Читать книгу Земная коротка наша память… - Татьяна Кашнева - Страница 5

III. ЛЕТО

Оглавление

Хорошо идти летом с поля домой. Далеко, за деревней, весь бесконечно длинный день мы выпалывали сорняки, которыми заросли кое-как пропаханные поля. Хорошо разогнуть спину и так вот медленно шагать, отдыхая от солнца, дыша вечерним запахом полей. Возвращаясь, пылит стадо. Пастух, от земли три вершка, заигрывает с большими девками. Были они уже невестами, а теперь никому не нужен жар их щек, блеск глаз. И в этот тихий вечер тоскливо звучат их визгливые голоса под гармонь деревенского калеки.

Русская деревня.

Я вспоминаю Бунина. Как же этот барин, холодный и надменный с виду, как он понял и тоску, и тихий мир ее…

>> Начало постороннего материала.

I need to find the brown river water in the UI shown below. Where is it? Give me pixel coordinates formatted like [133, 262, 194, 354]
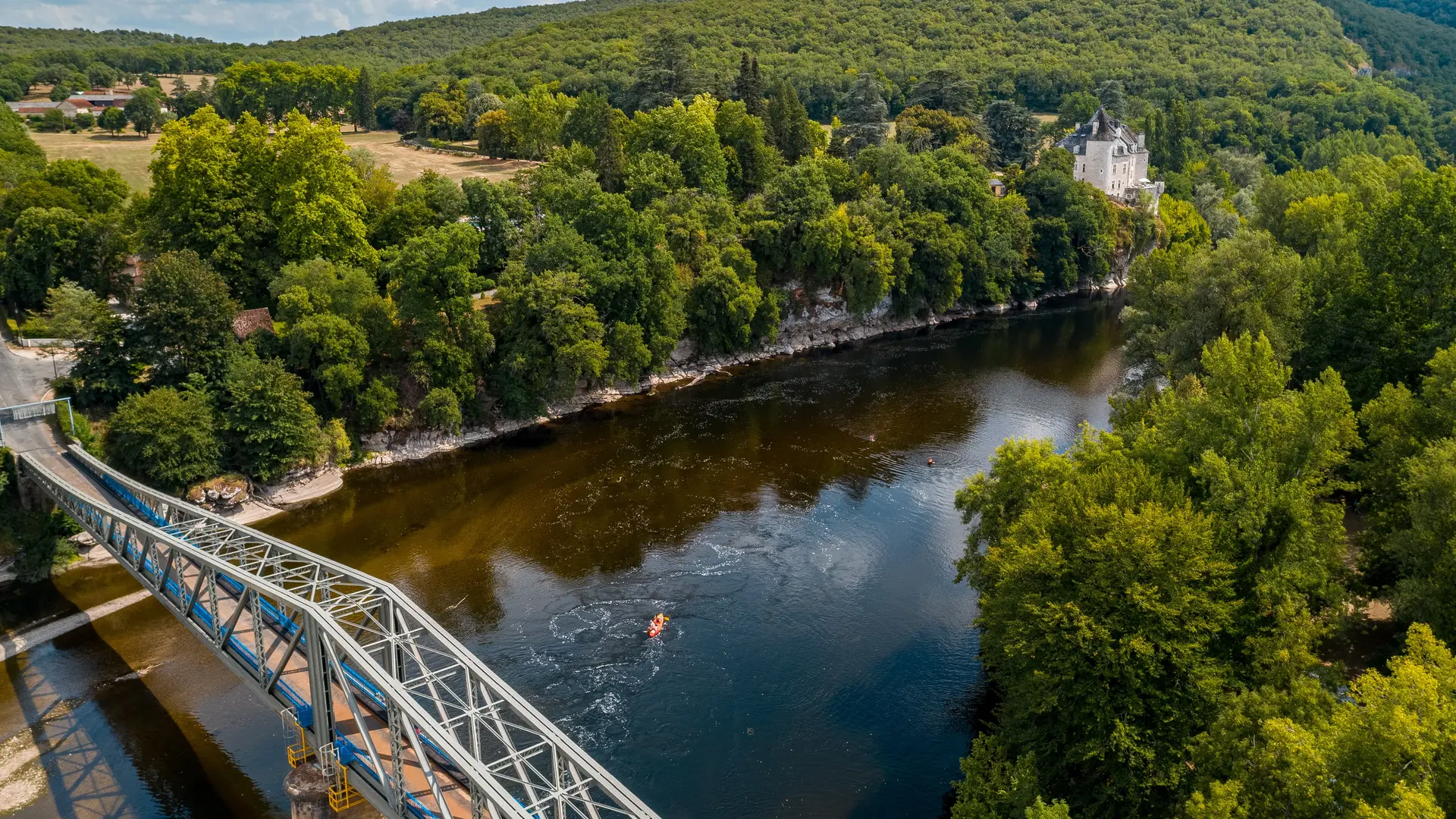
[0, 297, 1124, 819]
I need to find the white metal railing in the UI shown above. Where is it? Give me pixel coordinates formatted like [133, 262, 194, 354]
[0, 398, 76, 446]
[10, 446, 660, 819]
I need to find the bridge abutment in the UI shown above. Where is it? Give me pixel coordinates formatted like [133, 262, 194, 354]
[282, 762, 334, 819]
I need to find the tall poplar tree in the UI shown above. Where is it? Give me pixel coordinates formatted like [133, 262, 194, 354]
[354, 65, 378, 131]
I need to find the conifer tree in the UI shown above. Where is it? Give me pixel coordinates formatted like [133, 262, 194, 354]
[734, 51, 764, 117]
[764, 79, 826, 162]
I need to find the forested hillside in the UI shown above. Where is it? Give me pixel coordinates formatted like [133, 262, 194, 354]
[1320, 0, 1456, 105]
[446, 0, 1360, 115]
[1370, 0, 1456, 27]
[0, 27, 212, 54]
[0, 0, 660, 73]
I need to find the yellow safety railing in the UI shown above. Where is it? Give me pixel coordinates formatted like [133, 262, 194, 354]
[329, 768, 364, 810]
[318, 742, 364, 811]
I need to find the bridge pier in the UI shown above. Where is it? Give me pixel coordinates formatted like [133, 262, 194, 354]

… В Париже чествовали Бунина. Нобелевская премия. Он поворачивал свою антично красивую голову то к одному оратору, то к другому и вежливо слушал. Долго и красиво говорил француз, забыла кто. Затем, поглаживая седые усы, встал Милюков. Он говорил о значении русской литературы за границей, об авторе «Деревни». Но все довольно равнодушно слушали. Приветствовал Бунина Зайцев. Потом Мережковский начал что-то несусветное о магии и о себе, но Гиппиус его одернула – Дима, довольно! – и заставила сесть. Грустно улыбалась полнеющая Тэффи. Радость была официальной. Мне казалось, я видела печаль в холодных бунинских глазах, а руки его лежали безразлично на сукне стола. Я сидела, слушала и не гадала тогда, что меня ждут вот эти русские дороги от одной глухой деревни до другой, исхоженные мною во все времена года.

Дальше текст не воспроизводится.